What is iOS doing while my iPhone is sleeping?

The short answer to what iOS is doing while my iPhone is sleeping is that I did some digging, and I still don’t know, but something doesn’t seem quite right.

I upgraded my 3 year old iPhone XR to iOS 15 a few days after release. Overall I’ve been happy with it, but I noticed something odd a few days after upgrading. When I clicked the People album in photos, which is populated by face detection and analysis algorithms, it said that it had only processed about half of the 42K photos in my photo library and that I should lock my phone and connect it to power to complete the process.

I didn’t think to much of it at first. I usually charge my phone at my desk in the morning, rather than overnight by my bedside, so I can use a solar-charged battery bank. This means it only spends a couple hours a day locked and connected to a charger instead of the average 8 hours most phones get when charged overnight. So, I left my phone locked plugged into power for most of the day. I was surprised to see that the face scanning made little-to-no progress in that time.

I tried leaving it charging overnight without much improvement. I tried force quitting photos before powering and locking the phone. That yielded some progress the first time I did it, but not the second or third time. I tried lots of different obscure things which didn’t make much difference either. I tried putting it in airplane mode before leaving it powered and locked on the theory that perhaps iCloud was locking a critical resource and not releasing it. No one thing made an obvious impact, and certainly not twice. Never the less, in the space of a few days, it managed to process almost 40K of my photos in fits and starts. There were, however, 2,032 left and the phone made no progress against that.

At this point I started wondering if I could gain insight into what the phone was doing while locked and powered. I thought I remembered that the Console app on MacOS could stream logs from iOS devices, in addition to those of the host Mac system. I started out by filtering the copious log messages by “face,” and then excluding terms like “interface.”

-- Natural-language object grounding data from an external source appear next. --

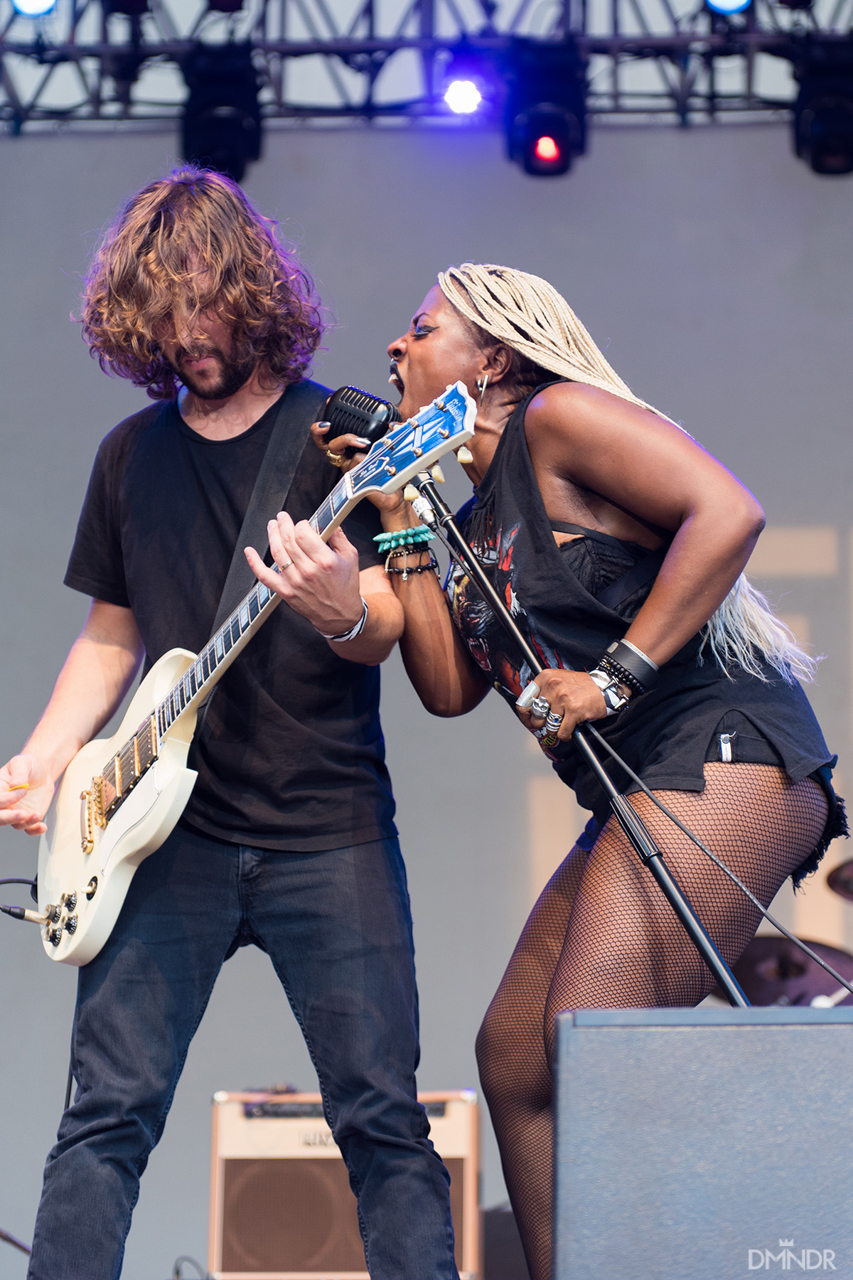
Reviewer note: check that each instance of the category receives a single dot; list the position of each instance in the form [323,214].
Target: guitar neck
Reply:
[406,449]
[233,635]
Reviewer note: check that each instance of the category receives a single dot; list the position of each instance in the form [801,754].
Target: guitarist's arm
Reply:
[322,581]
[96,675]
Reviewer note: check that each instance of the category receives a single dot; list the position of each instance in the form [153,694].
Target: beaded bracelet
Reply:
[621,673]
[615,699]
[415,568]
[630,664]
[354,631]
[405,538]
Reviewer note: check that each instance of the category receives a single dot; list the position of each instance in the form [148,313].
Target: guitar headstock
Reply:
[416,443]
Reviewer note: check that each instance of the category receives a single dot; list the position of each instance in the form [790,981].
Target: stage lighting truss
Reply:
[356,60]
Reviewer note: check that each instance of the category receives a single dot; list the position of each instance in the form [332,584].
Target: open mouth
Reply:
[396,380]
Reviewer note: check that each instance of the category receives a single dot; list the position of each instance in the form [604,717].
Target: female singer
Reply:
[617,543]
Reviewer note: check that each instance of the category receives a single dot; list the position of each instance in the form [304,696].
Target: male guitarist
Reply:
[287,840]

In time I learned that there was something called com.mediaanalysisd.photos.face that sounded processing, only it wasn’t getting the chance to run because it wasn’t compatible with something else that was running. By watching the logs a bit I learned of other agents that contended with eachother for the chance to run on my sleeping phone. Many of them also seemed involved in analyzing photos, for example:

  • com.apple.mediaanalysisd.photos.ocr
  • com.apple.photoanalysisd.backgroundanalysis
  • com.apple.mediaanalysisd.photosanalysis
  • com.apple.mediaanalysisd.fullanalysis
  • com.apple.mediaanalysisd.photos.visualsearch
  • com.apple.mediaanalysisd.embedding.photos

I’ve seen most of them get chances to run. Once they run, they run for tens of minutes. However, they all take a back seat to com.apple.corespotlight.knowledge and the associated spotlightknowledged process, which runs for at least 15 minutes at a time, and seems to get the chance to run every other time. I’d guess than in the last 18 hours or so it’s been running for at least 10 hours. I have no idea what it’s doing, either.

Most of the other agents write a fair amount of information to the console. It can be pretty esoteric, but one gets a sense of progress. Spotlightknowledged says very little and most of what it says comes at the beginning of a run. From then on, the main indication of progress is dasd giving updates on how long it’s been running and all the other jobs that aren’t running because of it. Then, at the end, often near the 15 minute mark, spotlightknowledged announces “SpotlightKnowledge – too long till check in” and then that it’s exiting. Often as not, dasd then gets spotlightknowledged running again, though sometimes it gives others a chance.

Google doesn’t turn up any information about com.apple.corespotlight.knowledge or spotlightknowledged, none at all! There is Siri Knowledge which provides access, in various contexts, to information from Wikipedia, Wolfram Alpha and perhaps other curated sources. There is also something called knowledgeC.db tucked away in /private/var/mobile/Library/CoreDuet/Knowledge/ which stores information on all sorts of your activities on your iOS device. Spotlightknowledged could be involved in either of those, both of them, or neither of them. Whatever it’s doing, it seems to be busy.

Or maybe spotlightknowledged is buggy? “SpotlightKnowledge – too long till check in,” along with the relative lack of other log messages makes me wonder if it never finishes what it’s setting out to do and starts all over again. In doing so it deprives other agents, like the one doing face analysis, of time to do their own work.

2 thoughts on “What is iOS doing while my iPhone is sleeping?

  1. Hello and thank you for your post. I personally don’t know how long I’ve had problems with my apple products. I’ve tried to get apple to help but that’s a fruity Delia. I running up to date on everything and it’s like I’m a child in someone’s account. iOS 15.1 did nothing to help.!I’m 66, techs just think I’m crazy but one day I’ll figure it out. Oh and the pictures are how they use you for Id. And spotlighted is the info they run. And well you provided todays I’m not cazy just crazy like a fox. Thank you michael

  2. Hi. Could have been an app database SQLite corruption for some odd reason(safari for instance) enatailing high cpu consumption and battery draining. Clearing cache/data or reinstalling an app would have helped.